Military brats or CHAMPS? Authors' proposed name change riles up locals
(MCT) — Area military families seem less than enthused about a proposed replacement for the term “military brat.”
For about a year, the USO and other military organizations have worked with two women who wrote a book for elementary-aged children called "Little C.H.A.M.P.S.”
It encourages military children to refer to themselves as C.H.A.M.P.S., or Child Heroes Attached to Military Personnel, instead of the traditional term.
A co-author Debbie Fink, told the USO in a news article from Oct. 2012, that they proposed the term change to help facilitate understanding between military and civilian children.

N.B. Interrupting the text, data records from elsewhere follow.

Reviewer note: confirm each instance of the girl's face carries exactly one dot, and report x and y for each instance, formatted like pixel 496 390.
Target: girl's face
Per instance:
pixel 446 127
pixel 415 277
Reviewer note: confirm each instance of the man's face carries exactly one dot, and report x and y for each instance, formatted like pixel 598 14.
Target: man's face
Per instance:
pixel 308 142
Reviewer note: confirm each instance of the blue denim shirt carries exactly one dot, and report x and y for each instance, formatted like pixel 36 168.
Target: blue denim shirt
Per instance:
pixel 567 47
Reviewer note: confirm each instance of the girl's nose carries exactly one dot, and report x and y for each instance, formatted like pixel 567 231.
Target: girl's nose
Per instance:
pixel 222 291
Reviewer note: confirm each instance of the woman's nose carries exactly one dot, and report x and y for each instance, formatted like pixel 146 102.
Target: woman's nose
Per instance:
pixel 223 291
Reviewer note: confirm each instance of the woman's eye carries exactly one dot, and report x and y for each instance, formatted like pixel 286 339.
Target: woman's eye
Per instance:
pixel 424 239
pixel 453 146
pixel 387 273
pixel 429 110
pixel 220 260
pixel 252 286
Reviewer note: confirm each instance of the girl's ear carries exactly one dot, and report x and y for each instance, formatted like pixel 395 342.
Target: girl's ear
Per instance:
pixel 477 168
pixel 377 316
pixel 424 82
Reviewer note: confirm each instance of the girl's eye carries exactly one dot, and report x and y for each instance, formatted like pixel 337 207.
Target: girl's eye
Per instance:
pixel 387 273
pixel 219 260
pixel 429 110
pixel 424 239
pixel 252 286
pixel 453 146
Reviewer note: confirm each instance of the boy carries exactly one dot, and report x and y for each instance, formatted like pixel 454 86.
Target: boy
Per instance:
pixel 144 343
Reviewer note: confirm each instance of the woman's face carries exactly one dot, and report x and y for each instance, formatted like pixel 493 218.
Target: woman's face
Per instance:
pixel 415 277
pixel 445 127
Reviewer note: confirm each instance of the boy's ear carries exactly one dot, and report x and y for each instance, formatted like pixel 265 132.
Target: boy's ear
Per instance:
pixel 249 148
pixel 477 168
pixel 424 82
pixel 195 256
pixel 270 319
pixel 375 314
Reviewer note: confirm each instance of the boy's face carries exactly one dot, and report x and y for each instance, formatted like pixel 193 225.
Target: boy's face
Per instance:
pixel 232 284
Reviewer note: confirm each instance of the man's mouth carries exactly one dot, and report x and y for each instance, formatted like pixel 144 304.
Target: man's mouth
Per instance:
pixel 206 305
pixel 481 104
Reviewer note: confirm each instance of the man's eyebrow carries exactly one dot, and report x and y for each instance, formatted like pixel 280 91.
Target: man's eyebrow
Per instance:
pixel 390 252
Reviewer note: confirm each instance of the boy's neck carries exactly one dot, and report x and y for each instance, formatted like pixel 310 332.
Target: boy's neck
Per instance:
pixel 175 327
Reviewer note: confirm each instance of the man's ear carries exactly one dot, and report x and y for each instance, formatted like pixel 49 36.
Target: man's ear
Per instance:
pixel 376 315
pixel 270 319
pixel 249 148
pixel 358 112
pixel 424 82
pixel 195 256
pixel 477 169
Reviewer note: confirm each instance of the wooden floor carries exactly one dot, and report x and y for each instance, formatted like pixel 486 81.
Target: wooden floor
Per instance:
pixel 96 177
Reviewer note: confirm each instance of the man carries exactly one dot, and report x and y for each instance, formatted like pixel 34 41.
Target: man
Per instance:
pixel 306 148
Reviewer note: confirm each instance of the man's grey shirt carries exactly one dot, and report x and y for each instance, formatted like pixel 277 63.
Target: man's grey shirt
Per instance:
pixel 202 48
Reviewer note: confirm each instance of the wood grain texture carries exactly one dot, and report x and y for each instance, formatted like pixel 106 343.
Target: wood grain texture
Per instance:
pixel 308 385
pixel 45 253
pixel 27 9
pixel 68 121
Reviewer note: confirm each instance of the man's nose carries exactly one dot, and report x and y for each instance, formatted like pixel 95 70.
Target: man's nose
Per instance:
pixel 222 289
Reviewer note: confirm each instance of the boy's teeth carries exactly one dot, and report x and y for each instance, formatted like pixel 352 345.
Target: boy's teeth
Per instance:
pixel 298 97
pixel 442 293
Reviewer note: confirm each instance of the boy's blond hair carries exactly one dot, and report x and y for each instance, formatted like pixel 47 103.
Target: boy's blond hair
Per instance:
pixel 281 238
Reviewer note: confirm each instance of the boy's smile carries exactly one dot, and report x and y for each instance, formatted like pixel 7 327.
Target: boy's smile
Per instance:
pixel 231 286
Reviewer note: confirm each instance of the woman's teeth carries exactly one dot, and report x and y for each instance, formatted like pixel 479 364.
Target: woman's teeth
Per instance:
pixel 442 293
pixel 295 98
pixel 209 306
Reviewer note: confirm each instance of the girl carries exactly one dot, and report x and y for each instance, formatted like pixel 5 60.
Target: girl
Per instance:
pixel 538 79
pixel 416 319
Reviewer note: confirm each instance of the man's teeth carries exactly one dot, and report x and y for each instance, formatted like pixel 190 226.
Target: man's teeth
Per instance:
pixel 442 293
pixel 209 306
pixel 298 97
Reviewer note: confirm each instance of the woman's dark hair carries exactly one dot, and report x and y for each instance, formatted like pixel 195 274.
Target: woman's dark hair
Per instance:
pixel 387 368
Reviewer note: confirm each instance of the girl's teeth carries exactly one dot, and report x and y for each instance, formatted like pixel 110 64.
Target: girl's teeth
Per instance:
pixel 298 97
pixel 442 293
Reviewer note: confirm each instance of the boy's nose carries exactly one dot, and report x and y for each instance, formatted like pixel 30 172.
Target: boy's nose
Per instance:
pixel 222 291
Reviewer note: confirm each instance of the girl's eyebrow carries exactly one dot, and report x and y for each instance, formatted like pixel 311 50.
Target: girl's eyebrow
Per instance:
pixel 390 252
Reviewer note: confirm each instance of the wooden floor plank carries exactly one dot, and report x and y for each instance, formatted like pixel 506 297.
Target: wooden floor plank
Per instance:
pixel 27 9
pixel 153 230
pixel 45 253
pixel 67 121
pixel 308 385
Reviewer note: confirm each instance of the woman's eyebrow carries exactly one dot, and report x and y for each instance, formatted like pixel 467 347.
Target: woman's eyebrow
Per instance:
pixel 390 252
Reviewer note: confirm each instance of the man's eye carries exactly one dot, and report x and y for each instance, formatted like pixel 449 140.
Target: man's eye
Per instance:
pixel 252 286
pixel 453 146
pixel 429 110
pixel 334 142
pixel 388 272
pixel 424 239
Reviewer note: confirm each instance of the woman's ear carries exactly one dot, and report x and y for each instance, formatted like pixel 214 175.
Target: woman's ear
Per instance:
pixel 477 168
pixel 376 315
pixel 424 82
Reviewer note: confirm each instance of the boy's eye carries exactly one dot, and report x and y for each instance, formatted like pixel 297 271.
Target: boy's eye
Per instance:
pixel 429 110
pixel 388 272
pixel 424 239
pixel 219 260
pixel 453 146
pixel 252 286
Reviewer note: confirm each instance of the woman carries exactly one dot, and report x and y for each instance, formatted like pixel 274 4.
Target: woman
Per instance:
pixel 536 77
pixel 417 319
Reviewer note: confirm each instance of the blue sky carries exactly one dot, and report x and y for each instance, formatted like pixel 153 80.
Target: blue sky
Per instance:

The word brat likely originated from an acronym that dates back to the British Empire, originally standing for British Regiment Attached Traveler.
“We declared our independence 236 years ago and it’s about time our Little C.H.A.M.P.S did the same,” Fink said in the article on the USO page. “There’s no need to give them a label that may add to their already challenging situation. Why not call them what they are? Little C.H.A.M.P.S!”
Across the Internet, and most certainly along the Emerald Coast, people seem less than inclined to agree with Fink’s rationale.
“Their term does not connect with me,” said Michelle Moeller, whose father was stationed at Eglin and Hurlburt. “So many people are looking at this like, ‘Why are they trying to take my identity?’ ”
Moeller said numerous online forums are built around the military brat term, including Brats without Borders and the Military Brat Network, which put out a release Thursday condemning the name change..
A change.org petition was also started by “All Past Present and Future Military Brats.” It was addressed to the company who published Fink’s book.
As of Friday, it had been signed by more than 2,600 people.
“I’ve been a brat my whole life,” Moeller said. “So why change it now?”
Calls to the USO were directed to the authors, who are currently on tour.
Daily News readers on Facebook were pretty united in their opinions.
Laura LeNoir *rolls eyes* This is silly. Proud military (Air Force) BRAT right here. Grew up military and married military. I've NEVER found the term to be offensive or negative. I almost find it endearing! Leave it be already!
Jeff Williams Did some little brat get his feelings hurt? Good grief, leave the terminology alone.... nothing wrong with being called a military brat, most of us in the area wear the term with pride and honor.
Lara Lynn I'm a proud USAF brat. Not a hero. My dad was the hero.
Ashley Parks Child Heroes Attached to Military Personnel sounds a bit entitled and dependent... When in reality, we military brats are very independent, highly adaptable, and not entitled at all!